In a rare public exchange with French President François Hollande, far-right leader Marine Le Pen accused him of selling out to a Europe controlled by Berlin over the migrant crisis.
Le Pen, whose party is staunchly anti-Europe and anti-immigration, was responding to a joint call Wednesday at the European parliament from Hollande and German Chancellor Angela Merkel, who made an impassioned plea for European leaders to pull together to cope with the influx of migrants that is raising tensions and dangerously straining the union.
Le Pen accused Hollande of acting like Berlin’s “vice chancellor” who merely administrates the “province of France” for Germany.
Le Pen’s National Front party has the largest number of seats in the European parliament of any French party.
Merkel spoke of the migrant crisis as posing a «test of historic dimensions» for the EU while Hollande warned of the «end of Europe» if it is not dealt with through European unity.
For Le Pen, being given the floor after Hollande’s speech was too good an opportunity to miss.
The National Front leader called Merkel «totally irresponsible» for offering to take in more Syrian refugees and said that, «German interests don’t justify turning the other people of Europe into vassals.»
Hollande responded that the EU was a bastion against the «return of nationalism, populism [and] extremism».
«If [you] don’t want a stronger Europe … the only possible path is simply to leave Europe,» Hollande said, to a standing ovation.

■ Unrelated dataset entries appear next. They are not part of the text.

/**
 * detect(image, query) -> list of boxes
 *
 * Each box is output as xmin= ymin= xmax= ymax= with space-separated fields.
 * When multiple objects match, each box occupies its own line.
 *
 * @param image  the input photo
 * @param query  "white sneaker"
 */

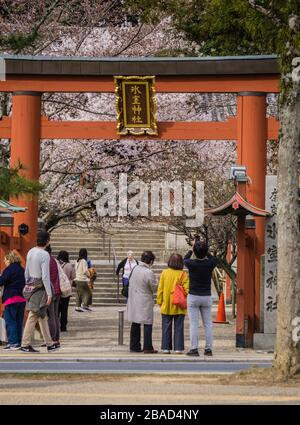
xmin=82 ymin=307 xmax=93 ymax=311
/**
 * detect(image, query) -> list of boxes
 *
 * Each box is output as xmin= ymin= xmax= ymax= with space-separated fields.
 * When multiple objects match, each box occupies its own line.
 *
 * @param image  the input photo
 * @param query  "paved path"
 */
xmin=0 ymin=360 xmax=271 ymax=374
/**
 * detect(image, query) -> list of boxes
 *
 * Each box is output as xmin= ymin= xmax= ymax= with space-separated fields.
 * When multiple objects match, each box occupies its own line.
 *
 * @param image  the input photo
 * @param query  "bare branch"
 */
xmin=248 ymin=0 xmax=287 ymax=27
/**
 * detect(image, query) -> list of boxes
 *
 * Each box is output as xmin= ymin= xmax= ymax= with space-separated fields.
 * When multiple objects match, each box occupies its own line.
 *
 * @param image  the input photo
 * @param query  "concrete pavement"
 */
xmin=0 ymin=306 xmax=273 ymax=363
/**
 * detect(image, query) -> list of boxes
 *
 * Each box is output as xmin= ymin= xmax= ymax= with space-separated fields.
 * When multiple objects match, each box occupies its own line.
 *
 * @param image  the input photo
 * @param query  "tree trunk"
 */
xmin=274 ymin=84 xmax=300 ymax=378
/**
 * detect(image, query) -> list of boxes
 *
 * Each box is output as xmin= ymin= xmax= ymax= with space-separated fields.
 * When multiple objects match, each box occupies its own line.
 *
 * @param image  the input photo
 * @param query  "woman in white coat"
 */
xmin=126 ymin=251 xmax=157 ymax=354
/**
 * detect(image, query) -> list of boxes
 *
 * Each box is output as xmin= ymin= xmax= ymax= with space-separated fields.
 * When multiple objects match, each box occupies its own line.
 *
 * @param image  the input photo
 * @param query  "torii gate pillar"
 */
xmin=10 ymin=91 xmax=41 ymax=261
xmin=236 ymin=92 xmax=267 ymax=346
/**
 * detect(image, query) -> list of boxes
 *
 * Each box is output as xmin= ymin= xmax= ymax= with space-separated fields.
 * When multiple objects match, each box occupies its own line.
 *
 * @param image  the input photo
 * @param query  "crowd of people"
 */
xmin=0 ymin=231 xmax=96 ymax=353
xmin=0 ymin=231 xmax=217 ymax=356
xmin=116 ymin=238 xmax=218 ymax=356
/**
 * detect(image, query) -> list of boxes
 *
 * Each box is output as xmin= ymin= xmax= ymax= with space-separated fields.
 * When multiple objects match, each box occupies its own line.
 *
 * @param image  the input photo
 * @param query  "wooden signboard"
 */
xmin=114 ymin=76 xmax=158 ymax=136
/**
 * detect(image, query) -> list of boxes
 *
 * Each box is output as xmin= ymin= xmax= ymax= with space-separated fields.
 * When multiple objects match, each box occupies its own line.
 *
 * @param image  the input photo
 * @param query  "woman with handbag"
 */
xmin=157 ymin=254 xmax=189 ymax=354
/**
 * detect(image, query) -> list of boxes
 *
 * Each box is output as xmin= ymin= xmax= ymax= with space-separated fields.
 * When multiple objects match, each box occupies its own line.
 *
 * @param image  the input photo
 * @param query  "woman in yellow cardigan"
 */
xmin=157 ymin=254 xmax=189 ymax=354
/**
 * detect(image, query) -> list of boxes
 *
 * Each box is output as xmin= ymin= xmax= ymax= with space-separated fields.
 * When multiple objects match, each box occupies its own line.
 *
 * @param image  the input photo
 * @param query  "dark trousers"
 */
xmin=161 ymin=314 xmax=184 ymax=351
xmin=48 ymin=295 xmax=60 ymax=342
xmin=4 ymin=303 xmax=26 ymax=345
xmin=130 ymin=323 xmax=153 ymax=351
xmin=59 ymin=297 xmax=71 ymax=331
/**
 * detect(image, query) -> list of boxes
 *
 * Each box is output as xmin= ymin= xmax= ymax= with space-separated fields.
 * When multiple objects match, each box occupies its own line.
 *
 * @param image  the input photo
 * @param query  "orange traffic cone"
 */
xmin=214 ymin=292 xmax=229 ymax=323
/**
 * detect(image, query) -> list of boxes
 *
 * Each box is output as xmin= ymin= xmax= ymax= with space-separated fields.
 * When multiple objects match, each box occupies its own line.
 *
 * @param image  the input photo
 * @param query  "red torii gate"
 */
xmin=0 ymin=56 xmax=279 ymax=346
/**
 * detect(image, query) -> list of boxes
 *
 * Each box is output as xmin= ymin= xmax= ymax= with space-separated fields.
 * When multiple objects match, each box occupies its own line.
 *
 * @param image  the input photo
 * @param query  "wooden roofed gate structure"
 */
xmin=0 ymin=55 xmax=280 ymax=347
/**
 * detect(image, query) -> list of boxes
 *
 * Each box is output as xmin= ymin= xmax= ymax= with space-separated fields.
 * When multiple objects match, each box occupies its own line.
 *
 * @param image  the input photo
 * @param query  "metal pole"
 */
xmin=118 ymin=310 xmax=124 ymax=345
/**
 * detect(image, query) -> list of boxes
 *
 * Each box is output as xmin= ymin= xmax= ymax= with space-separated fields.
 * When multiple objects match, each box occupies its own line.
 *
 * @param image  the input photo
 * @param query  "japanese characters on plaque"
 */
xmin=264 ymin=175 xmax=277 ymax=333
xmin=114 ymin=76 xmax=157 ymax=136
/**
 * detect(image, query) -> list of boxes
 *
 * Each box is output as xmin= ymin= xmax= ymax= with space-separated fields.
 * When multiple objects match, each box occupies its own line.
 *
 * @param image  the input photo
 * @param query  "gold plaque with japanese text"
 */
xmin=114 ymin=76 xmax=157 ymax=136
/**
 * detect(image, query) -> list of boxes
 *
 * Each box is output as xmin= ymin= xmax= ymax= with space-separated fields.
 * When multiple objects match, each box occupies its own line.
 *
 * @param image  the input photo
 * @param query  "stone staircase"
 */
xmin=51 ymin=226 xmax=169 ymax=306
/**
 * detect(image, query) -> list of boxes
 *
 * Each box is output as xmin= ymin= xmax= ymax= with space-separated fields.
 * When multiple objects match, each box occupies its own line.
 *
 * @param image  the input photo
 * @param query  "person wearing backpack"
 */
xmin=46 ymin=245 xmax=61 ymax=348
xmin=75 ymin=248 xmax=92 ymax=312
xmin=116 ymin=251 xmax=139 ymax=298
xmin=156 ymin=254 xmax=189 ymax=354
xmin=57 ymin=251 xmax=76 ymax=332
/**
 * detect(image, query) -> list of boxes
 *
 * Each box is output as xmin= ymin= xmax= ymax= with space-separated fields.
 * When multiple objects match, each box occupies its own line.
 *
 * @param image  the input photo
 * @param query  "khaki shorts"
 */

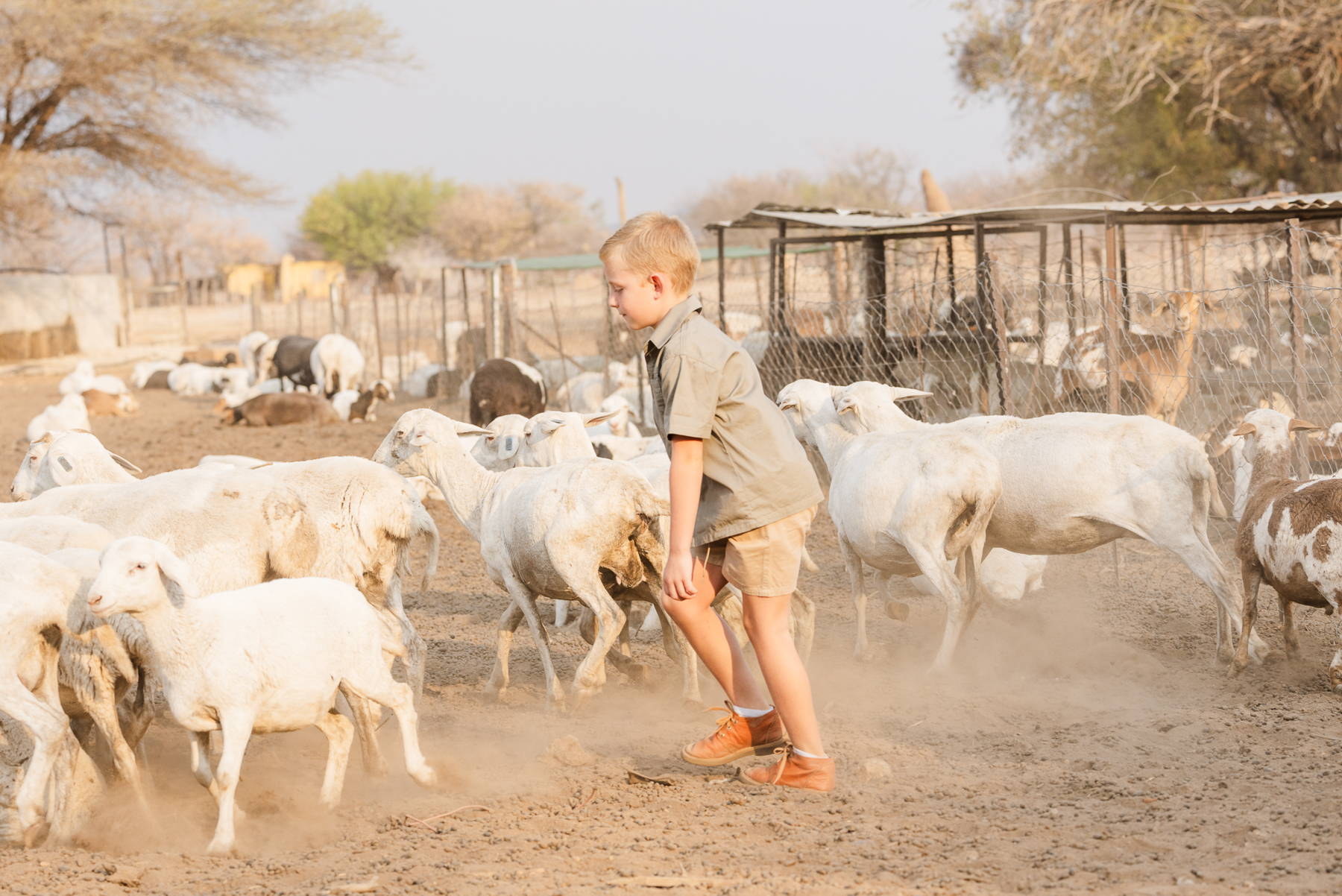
xmin=694 ymin=505 xmax=816 ymax=597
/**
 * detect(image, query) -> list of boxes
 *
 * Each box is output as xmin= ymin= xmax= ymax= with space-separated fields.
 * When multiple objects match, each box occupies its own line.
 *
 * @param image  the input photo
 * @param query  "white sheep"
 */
xmin=168 ymin=362 xmax=224 ymax=396
xmin=27 ymin=391 xmax=90 ymax=441
xmin=130 ymin=361 xmax=177 ymax=389
xmin=10 ymin=429 xmax=141 ymax=500
xmin=835 ymin=382 xmax=1267 ymax=663
xmin=0 ymin=517 xmax=111 ymax=554
xmin=57 ymin=361 xmax=97 ymax=396
xmin=0 ymin=542 xmax=89 ymax=846
xmin=89 ymin=538 xmax=438 ymax=856
xmin=373 ymin=409 xmax=674 ymax=705
xmin=309 ymin=332 xmax=364 ymax=396
xmin=238 ymin=330 xmax=270 ymax=382
xmin=778 ymin=379 xmax=1003 ymax=672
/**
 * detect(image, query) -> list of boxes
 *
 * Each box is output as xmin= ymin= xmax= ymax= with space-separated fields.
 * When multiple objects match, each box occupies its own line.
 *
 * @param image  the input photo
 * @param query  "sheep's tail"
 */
xmin=1188 ymin=445 xmax=1229 ymax=523
xmin=411 ymin=500 xmax=440 ymax=592
xmin=946 ymin=490 xmax=1001 ymax=561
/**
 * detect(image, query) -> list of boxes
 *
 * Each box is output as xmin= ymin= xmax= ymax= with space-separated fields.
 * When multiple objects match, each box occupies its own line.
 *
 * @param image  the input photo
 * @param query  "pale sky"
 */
xmin=203 ymin=0 xmax=1008 ymax=250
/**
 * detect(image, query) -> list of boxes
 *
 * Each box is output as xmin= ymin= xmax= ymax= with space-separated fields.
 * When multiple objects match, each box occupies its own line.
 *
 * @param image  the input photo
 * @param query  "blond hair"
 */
xmin=601 ymin=212 xmax=699 ymax=295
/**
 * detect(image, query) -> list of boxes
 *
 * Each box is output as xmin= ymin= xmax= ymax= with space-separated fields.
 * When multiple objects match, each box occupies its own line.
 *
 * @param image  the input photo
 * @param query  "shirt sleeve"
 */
xmin=661 ymin=356 xmax=722 ymax=438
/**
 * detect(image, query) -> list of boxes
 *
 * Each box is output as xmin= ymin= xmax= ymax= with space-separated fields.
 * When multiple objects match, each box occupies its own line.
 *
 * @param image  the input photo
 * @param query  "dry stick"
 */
xmin=547 ymin=271 xmax=577 ymax=411
xmin=401 ymin=806 xmax=493 ymax=833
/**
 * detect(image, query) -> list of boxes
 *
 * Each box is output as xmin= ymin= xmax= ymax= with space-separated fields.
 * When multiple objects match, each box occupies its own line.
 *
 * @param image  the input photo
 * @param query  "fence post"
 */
xmin=1285 ymin=218 xmax=1305 ymax=414
xmin=1104 ymin=212 xmax=1124 ymax=413
xmin=983 ymin=252 xmax=1016 ymax=416
xmin=862 ymin=236 xmax=886 ymax=382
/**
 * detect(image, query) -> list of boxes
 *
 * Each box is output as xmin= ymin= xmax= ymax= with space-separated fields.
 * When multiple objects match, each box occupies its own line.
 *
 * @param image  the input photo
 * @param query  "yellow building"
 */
xmin=225 ymin=255 xmax=345 ymax=302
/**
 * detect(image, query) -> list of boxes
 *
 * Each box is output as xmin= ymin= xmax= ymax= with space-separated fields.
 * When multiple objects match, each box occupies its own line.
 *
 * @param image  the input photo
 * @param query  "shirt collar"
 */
xmin=648 ymin=295 xmax=703 ymax=350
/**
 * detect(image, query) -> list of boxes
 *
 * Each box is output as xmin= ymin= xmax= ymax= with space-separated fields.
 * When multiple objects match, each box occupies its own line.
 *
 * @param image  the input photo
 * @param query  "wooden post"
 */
xmin=1063 ymin=224 xmax=1077 ymax=341
xmin=177 ymin=250 xmax=191 ymax=344
xmin=1285 ymin=218 xmax=1307 ymax=414
xmin=983 ymin=252 xmax=1016 ymax=416
xmin=373 ymin=283 xmax=386 ymax=379
xmin=1103 ymin=212 xmax=1124 ymax=413
xmin=862 ymin=236 xmax=886 ymax=382
xmin=718 ymin=227 xmax=728 ymax=332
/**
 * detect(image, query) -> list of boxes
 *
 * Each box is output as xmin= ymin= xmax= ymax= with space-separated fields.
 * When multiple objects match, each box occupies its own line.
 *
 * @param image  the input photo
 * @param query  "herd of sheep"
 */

Merkel and Hollande’s joint appearance in Strasbourg Wednesday is the first such bilateral appearance since 1989, when West German Chancellor Helmut Kohl and French President François Mitterrand spoke days after the fall of the Berlin Wall.
The European Union was conceived to end centuries of war through open trade and increased prosperity and it has also been a way for Europe to stay globally relevant.
Germany and France have played a leading role in keeping the 28-nation bloc united despite major differences of views among European leaders.
Just since 2014 the EU has faced the Ukrainian conflict at its eastern border, Greece’s resurgent debt crisis, terrorist attacks in Paris and Brussels, threats that Britain might leave the EU and the biggest wave of migrant arrivals since World War II.
Elections for European parliamentarians last year produced a rise of populist and far-right parties, including members of neo-Nazi movements in Germany and Greece. With the migrant crisis they are again making their voices heard, along with nations like Hungary that want the flow of people stopped.
Hollande also pressed for a strengthened eurozone, a stronger border control system among the border-free Schengen countries and a common asylum system for refugees within the EU.